New Delhi: The Reserve Bank of India (RBI) successfully completed the first test of its central bank digital currency (CBDC) being used for secondary market trades in government securities (G-secs) on Tuesday, with 48 trades totalling Rs 275 crore.
The first agreement was reached between the largest bank in the nation, State Bank of India (SBI), and another state-owned lender, Bank of Baroda (BoB), The Business Standard reported citing sources.
Observed sources claimed that SBI sold securities to BoB utilising CBDC, or the digital rupee. The five-year government bond was sold by ICICI Bank to IDFC First Bank.
“IDFC First Bank executed the first secondary market transaction in G-secs using CBDC settlement on Tuesday,” IDFC First said in a statement.
The current benchmark 10-year bond, the prior 10-year bond, and the most liquid five-year security were used for the trades, according to the Clearing Corporation of India (CCIL) website. On Tuesday, the regular bond market had an aggregate trading volume of Rs 20,865 crore.
Officials from the bank treasury described the pilot as a “landmark moment” and said the testing occurred without a hitch.

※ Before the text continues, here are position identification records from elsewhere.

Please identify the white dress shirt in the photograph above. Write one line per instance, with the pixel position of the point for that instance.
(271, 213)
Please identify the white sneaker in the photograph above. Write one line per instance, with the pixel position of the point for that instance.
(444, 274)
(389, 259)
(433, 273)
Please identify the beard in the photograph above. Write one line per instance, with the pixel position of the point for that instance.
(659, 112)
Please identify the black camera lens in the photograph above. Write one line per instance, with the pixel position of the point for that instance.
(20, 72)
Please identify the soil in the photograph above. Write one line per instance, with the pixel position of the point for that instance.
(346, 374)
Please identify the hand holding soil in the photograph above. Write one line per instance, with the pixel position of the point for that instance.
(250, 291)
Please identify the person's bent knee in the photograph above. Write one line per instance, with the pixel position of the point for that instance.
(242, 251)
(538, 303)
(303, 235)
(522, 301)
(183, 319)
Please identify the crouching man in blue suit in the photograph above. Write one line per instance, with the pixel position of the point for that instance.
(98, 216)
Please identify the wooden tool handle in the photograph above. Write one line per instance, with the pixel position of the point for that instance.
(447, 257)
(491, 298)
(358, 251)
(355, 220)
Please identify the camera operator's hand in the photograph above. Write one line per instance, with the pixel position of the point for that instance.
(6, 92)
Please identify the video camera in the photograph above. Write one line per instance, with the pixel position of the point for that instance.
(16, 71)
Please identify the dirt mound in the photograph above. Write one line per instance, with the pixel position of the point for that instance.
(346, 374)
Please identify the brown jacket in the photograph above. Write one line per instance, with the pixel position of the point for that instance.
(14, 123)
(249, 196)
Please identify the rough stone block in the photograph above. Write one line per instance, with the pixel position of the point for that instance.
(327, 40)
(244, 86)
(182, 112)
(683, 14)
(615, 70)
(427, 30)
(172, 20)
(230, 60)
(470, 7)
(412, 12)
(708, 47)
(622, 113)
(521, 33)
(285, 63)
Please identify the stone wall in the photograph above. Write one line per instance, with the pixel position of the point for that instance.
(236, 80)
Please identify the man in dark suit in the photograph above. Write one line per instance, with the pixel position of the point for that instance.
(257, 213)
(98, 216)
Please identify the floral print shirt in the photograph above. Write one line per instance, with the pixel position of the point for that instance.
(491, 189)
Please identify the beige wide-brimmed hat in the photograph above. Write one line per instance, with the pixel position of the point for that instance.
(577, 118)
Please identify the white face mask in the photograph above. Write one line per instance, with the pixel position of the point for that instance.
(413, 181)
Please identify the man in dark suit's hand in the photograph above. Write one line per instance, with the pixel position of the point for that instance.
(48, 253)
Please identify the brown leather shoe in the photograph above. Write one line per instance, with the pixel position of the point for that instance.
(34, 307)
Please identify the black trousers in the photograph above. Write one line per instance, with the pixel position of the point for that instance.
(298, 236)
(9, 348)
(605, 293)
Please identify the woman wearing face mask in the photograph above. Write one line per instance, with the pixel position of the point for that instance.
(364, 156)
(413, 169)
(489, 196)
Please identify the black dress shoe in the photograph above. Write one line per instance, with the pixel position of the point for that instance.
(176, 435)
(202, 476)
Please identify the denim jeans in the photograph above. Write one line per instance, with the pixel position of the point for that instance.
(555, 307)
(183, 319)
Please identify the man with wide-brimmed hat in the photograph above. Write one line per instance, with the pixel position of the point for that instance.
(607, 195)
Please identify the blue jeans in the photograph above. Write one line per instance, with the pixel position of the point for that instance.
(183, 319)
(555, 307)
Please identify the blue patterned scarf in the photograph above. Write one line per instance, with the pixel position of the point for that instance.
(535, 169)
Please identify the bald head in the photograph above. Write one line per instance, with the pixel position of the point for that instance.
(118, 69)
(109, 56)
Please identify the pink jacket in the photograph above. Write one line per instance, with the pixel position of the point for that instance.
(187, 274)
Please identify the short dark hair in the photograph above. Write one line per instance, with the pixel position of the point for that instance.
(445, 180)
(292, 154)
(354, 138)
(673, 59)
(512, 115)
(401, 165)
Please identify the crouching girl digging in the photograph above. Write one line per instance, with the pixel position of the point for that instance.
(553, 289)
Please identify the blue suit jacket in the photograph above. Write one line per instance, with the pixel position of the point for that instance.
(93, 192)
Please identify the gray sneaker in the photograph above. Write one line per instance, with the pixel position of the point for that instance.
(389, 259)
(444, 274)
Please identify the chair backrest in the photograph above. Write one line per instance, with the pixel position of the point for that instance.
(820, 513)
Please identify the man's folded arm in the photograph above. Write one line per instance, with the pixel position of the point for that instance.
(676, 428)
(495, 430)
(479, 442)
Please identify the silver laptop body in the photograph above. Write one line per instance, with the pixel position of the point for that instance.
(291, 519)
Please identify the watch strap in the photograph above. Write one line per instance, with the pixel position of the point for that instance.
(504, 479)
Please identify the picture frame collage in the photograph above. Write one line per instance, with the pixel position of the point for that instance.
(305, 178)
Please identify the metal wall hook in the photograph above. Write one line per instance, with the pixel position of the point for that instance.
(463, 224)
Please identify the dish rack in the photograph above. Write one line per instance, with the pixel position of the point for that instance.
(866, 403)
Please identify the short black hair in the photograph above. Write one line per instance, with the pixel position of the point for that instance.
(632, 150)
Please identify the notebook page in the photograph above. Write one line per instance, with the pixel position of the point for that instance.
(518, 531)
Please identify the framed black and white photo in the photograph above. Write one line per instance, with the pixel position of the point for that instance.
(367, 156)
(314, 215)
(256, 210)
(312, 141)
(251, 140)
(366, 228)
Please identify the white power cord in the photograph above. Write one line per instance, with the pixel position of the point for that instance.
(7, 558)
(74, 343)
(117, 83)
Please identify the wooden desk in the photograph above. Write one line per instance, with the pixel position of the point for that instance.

“The most important aspect was there is no settlement risk,” said a senior bank executive.
The CCIL serves as the clearing house in conventional bond market trades, and bonds are settled on a T+1 basis, which requires that the settlement of securities take place a day after the transaction is completed.
However, there is no settlement authority like the CCIL for trading utilising digital currency, and exchanges occur on a T+0 basis, meaning real-time settlement. Furthermore, the RBI requires banks to employ the digital rupee to open primary CBDC accounts.

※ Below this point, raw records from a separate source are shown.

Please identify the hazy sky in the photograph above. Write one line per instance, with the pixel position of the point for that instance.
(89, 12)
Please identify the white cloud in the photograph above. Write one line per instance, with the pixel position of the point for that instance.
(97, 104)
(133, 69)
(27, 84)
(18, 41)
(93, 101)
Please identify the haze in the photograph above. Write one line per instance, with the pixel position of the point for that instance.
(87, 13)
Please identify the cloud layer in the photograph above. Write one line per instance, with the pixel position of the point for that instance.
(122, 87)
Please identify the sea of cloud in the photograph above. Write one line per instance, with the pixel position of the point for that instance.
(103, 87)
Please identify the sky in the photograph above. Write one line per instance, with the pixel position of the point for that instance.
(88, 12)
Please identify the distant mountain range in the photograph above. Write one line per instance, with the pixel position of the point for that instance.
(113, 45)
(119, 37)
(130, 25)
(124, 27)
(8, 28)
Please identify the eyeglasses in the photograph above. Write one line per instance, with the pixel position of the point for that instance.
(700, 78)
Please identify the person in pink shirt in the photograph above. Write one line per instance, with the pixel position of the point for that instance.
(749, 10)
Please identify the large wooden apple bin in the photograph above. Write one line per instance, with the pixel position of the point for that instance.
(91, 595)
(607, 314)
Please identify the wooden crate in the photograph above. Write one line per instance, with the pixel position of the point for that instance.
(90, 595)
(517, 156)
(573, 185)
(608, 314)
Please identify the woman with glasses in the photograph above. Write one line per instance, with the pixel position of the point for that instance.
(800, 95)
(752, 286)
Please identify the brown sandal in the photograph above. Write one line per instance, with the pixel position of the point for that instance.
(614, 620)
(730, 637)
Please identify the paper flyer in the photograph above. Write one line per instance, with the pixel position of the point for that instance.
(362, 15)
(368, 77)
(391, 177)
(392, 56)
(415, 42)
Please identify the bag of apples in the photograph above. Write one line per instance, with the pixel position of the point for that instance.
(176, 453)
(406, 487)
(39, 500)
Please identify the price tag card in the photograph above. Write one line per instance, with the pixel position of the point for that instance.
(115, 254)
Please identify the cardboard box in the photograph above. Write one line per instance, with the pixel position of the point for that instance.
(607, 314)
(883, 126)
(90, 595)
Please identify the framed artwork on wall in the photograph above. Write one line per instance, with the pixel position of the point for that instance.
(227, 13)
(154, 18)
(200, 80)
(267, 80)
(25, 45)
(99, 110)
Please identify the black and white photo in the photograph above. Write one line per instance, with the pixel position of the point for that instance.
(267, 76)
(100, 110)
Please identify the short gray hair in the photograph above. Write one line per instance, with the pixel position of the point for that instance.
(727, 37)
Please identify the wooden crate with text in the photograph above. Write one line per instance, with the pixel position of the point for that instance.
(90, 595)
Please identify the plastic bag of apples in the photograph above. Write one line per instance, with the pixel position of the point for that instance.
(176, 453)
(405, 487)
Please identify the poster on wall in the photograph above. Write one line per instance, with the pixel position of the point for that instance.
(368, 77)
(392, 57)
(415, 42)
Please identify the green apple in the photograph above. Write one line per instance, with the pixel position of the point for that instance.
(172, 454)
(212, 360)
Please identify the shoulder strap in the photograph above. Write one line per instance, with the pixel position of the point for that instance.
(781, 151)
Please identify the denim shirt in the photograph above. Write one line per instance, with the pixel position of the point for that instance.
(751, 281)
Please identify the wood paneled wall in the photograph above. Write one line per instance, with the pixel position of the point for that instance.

The first trial for the digital rupee in the wholesale segment will start on Tuesday, the RBI announced earlier this week. Nine banks tested the pilot, which is currently only relevant to secondary market deals in G-secs.
According to the RBI’s press release, the banks are SBI, BoB, Union Bank of India, HDFC Bank, ICICI Bank, Kotak Mahindra Bank, YES Bank, IDFC First Bank, and HSBC.
The settlement of securities is a significant distinction between traditional secondary market bond trading and transactions made using digital currency. The settlement is not handled by CCIL, even if the trades are visible on the anonymous negotiated dealing system-order matching platform of the RBI.
“What happens here is that banks open a CBDC account with the RBI similar to a current account which is used for bond trading.
There is no counterparty like CCIL, which is what normally happens for regular secondary market trading,” said a senior treasury official.
“For CBDC, a bank is basically trading with another bank directly. The settlement is T+0 and it is delivery on payment unlike the regular G-sec trades on CCIL which are T+1 and you are transacting with the clearing house. There have been small trades with almost all entities listed out by the RBI for pilot trading,” the official said.